Clinical Institute of Medical Genetics, University Medical Centre Ljubljana, Šlajmerjeva ulica 4, 1000 Ljubljana, Slovenia.
Int J Mol Sci. 2021 Feb 21;22(4):2133. doi: 10.3390/ijms22042133.
Mutations in rhodopsin gene () are a frequent cause of retinitis pigmentosa (RP) and less often, congenital stationary night blindness (CSNB). Mutation p.G90D has previously been associated with CSNB based on the examination of one family. This study screened 60 patients. Out of these 60 patients, 32 were affected and a full characterization was conducted in 15 patients. We described the clinical characteristics of these 15 patients (12 male, median age 42 years, range 8-71) from three families including visual field (Campus Goldmann), fundus autofluorescence (FAF), optical coherence tomography (OCT) and electrophysiology. Phenotypes were classified into four categories: CSNB ( = 3, 20%) sector RP ( = 3, 20%), pericentral RP ( = 1, 6.7%) and classic RP ( = 8, 53.3% (8/15)). The phenotypes were not associated with family, sex or age (Kruskal-Wallis, > 0.05), however, cystoid macular edema (CME) was observed only in one family. Among the subjects reporting nyctalopia, 69% (22/32) were male. The clinical characteristics of the largest p.G90D cohort so far showed a large frequency of progressive retinal degeneration with 53.3% developing RP, contrary to the previous report.

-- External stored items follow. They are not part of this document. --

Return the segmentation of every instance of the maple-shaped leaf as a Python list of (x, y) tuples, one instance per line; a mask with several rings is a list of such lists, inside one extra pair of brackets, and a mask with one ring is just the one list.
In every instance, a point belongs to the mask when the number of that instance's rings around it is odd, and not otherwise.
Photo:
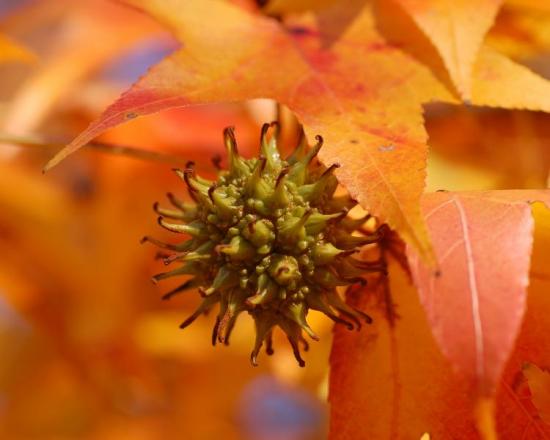
[(502, 0), (397, 0), (439, 51), (464, 100), (472, 98), (473, 65)]
[[(506, 200), (511, 212), (529, 209), (513, 193), (502, 194), (494, 203)], [(550, 365), (550, 210), (537, 205), (527, 313), (504, 378), (497, 383), (496, 430), (504, 440), (550, 438), (550, 426), (530, 406), (518, 383), (525, 362)], [(499, 256), (491, 258), (500, 263)], [(502, 296), (493, 299), (498, 302)], [(423, 433), (434, 439), (480, 438), (479, 428), (486, 420), (480, 423), (476, 417), (479, 400), (472, 393), (471, 377), (453, 368), (441, 353), (416, 289), (399, 266), (390, 262), (387, 285), (369, 280), (367, 290), (348, 301), (369, 313), (373, 324), (360, 332), (335, 327), (330, 439), (418, 439)], [(398, 315), (393, 321), (388, 319), (388, 304)], [(460, 310), (455, 312), (456, 321), (467, 319)], [(501, 318), (503, 331), (511, 312)]]
[[(466, 383), (441, 354), (407, 274), (390, 262), (353, 304), (373, 317), (360, 332), (335, 326), (331, 440), (477, 439)], [(387, 311), (398, 314), (392, 325)]]
[[(304, 16), (286, 25), (213, 0), (130, 3), (164, 23), (183, 47), (154, 66), (46, 169), (140, 115), (272, 98), (296, 113), (310, 139), (324, 137), (321, 160), (341, 165), (337, 177), (363, 207), (431, 256), (419, 207), (427, 156), (422, 104), (455, 98), (429, 68), (380, 35), (370, 5), (362, 5), (342, 31), (349, 5), (341, 2), (320, 11), (318, 20)], [(550, 110), (548, 83), (492, 61), (478, 57), (473, 102)], [(502, 83), (525, 88), (530, 81), (538, 87), (533, 96), (502, 92)]]
[(439, 270), (409, 249), (413, 278), (443, 353), (478, 395), (494, 393), (525, 313), (535, 201), (550, 206), (550, 191), (438, 192), (422, 200)]
[[(384, 36), (429, 66), (454, 91), (456, 86), (449, 81), (448, 67), (442, 64), (431, 40), (421, 32), (411, 16), (393, 1), (380, 2), (376, 11)], [(477, 56), (472, 59), (471, 94), (468, 98), (471, 104), (550, 111), (550, 84), (547, 80), (495, 51), (487, 42), (480, 44), (475, 52)]]
[(541, 418), (525, 375), (526, 364), (550, 366), (550, 210), (536, 203), (533, 215), (535, 240), (527, 313), (496, 396), (497, 427), (503, 439), (550, 438), (550, 424)]

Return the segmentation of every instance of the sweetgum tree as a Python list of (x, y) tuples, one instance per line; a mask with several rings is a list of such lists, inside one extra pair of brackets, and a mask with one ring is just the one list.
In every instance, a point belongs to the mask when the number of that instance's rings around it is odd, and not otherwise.
[[(301, 362), (302, 332), (315, 337), (309, 308), (335, 321), (367, 315), (372, 325), (360, 332), (335, 327), (331, 438), (550, 437), (549, 191), (539, 183), (425, 192), (423, 119), (433, 102), (549, 112), (550, 83), (504, 54), (549, 47), (540, 31), (545, 2), (125, 3), (181, 47), (46, 169), (138, 116), (253, 98), (288, 107), (310, 143), (324, 140), (306, 178), (297, 169), (309, 166), (311, 152), (283, 160), (264, 133), (261, 156), (243, 161), (228, 131), (229, 174), (206, 181), (188, 166), (182, 177), (196, 207), (159, 208), (188, 222), (161, 220), (193, 237), (168, 258), (184, 264), (176, 275), (196, 276), (182, 289), (200, 288), (198, 313), (220, 304), (213, 341), (225, 341), (248, 311), (258, 332), (254, 362), (264, 339), (271, 351), (275, 325)], [(350, 206), (323, 199), (336, 184)], [(347, 217), (355, 202), (386, 225), (384, 234), (348, 234), (360, 227)], [(345, 236), (344, 221), (353, 225)], [(375, 249), (360, 256), (376, 254), (375, 274), (348, 252), (370, 234)], [(336, 288), (357, 278), (367, 285), (348, 289), (346, 305)]]

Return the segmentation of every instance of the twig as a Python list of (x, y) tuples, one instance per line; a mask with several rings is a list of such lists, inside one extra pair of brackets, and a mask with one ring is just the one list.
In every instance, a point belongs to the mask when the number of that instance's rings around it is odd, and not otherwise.
[[(40, 147), (44, 149), (58, 150), (64, 144), (60, 142), (45, 141), (38, 137), (12, 136), (6, 133), (0, 133), (0, 143), (16, 144), (20, 147)], [(109, 144), (106, 142), (90, 142), (86, 145), (102, 153), (113, 154), (117, 156), (127, 156), (134, 159), (145, 161), (162, 162), (171, 165), (184, 165), (187, 159), (157, 151), (143, 150), (141, 148), (130, 147), (126, 145)]]

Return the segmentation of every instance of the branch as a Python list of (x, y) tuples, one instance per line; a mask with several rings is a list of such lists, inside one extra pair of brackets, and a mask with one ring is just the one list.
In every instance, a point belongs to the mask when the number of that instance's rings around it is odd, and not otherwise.
[[(60, 142), (46, 141), (38, 137), (14, 136), (0, 132), (0, 144), (16, 144), (20, 147), (40, 147), (43, 149), (58, 150), (64, 144)], [(145, 161), (168, 163), (171, 165), (184, 165), (187, 159), (156, 151), (143, 150), (141, 148), (130, 147), (126, 145), (109, 144), (105, 142), (90, 142), (87, 147), (102, 153), (113, 154), (118, 156), (127, 156), (134, 159)]]

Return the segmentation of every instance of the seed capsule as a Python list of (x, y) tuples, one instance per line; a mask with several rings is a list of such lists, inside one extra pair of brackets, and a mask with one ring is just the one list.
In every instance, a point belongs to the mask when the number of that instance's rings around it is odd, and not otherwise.
[(300, 345), (307, 346), (303, 333), (318, 339), (307, 323), (308, 311), (321, 311), (350, 329), (359, 328), (361, 320), (370, 322), (368, 316), (348, 306), (336, 288), (363, 283), (364, 273), (384, 272), (385, 268), (380, 262), (363, 263), (352, 257), (360, 246), (379, 237), (359, 229), (368, 217), (346, 217), (354, 200), (333, 196), (337, 186), (333, 173), (338, 165), (325, 169), (314, 163), (323, 139), (317, 136), (308, 151), (302, 138), (284, 160), (277, 133), (276, 123), (264, 124), (261, 156), (244, 159), (233, 129), (225, 129), (229, 170), (220, 170), (217, 181), (211, 182), (197, 176), (189, 163), (176, 174), (195, 204), (169, 194), (172, 209), (154, 206), (161, 226), (190, 238), (175, 245), (150, 237), (143, 241), (175, 251), (164, 261), (181, 264), (156, 275), (155, 282), (192, 275), (165, 299), (192, 289), (203, 297), (182, 328), (219, 305), (212, 343), (227, 344), (237, 317), (246, 311), (256, 327), (250, 356), (254, 365), (264, 342), (266, 352), (273, 353), (272, 333), (279, 327), (303, 366)]

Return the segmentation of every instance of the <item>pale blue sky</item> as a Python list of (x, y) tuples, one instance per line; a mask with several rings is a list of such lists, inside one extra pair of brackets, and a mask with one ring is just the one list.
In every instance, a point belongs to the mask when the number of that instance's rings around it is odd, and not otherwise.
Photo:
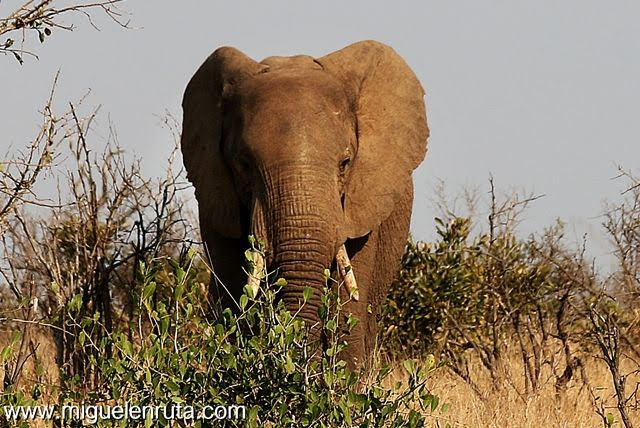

视紫红质基因突变()是引起视网膜色素变性(RP)的常见原因,较少引起先天性静止性夜盲症(CSNB)。先前有研究在一个家族中发现 p.G90D 突变与 CSNB 相关。本研究对 60 名患者进行了筛查。其中 32 名患者受到影响,对 15 名患者进行了全面特征描述。我们从三个家族中描述了这 15 名患者(12 名男性,中位年龄 42 岁,范围 8-71 岁)的临床特征,包括视野(Campus Goldmann)、眼底自发荧光(FAF)、光学相干断层扫描(OCT)和电生理学。表型分为四类:CSNB(=3,20%)扇形 RP(=3,20%)、中心旁 RP(=1,6.7%)和经典 RP(=8,53.3%(8/15))。表型与家族、性别或年龄无关(Kruskal-Wallis,>0.05),然而,只有一个家族观察到囊样黄斑水肿(CME)。在报告夜盲症的患者中,69%(22/32)为男性。迄今为止最大的 p.G90D 患者队列的临床特征显示出较高频率的进行性视网膜变性,其中 53.3%发展为 RP,与先前的报告相反。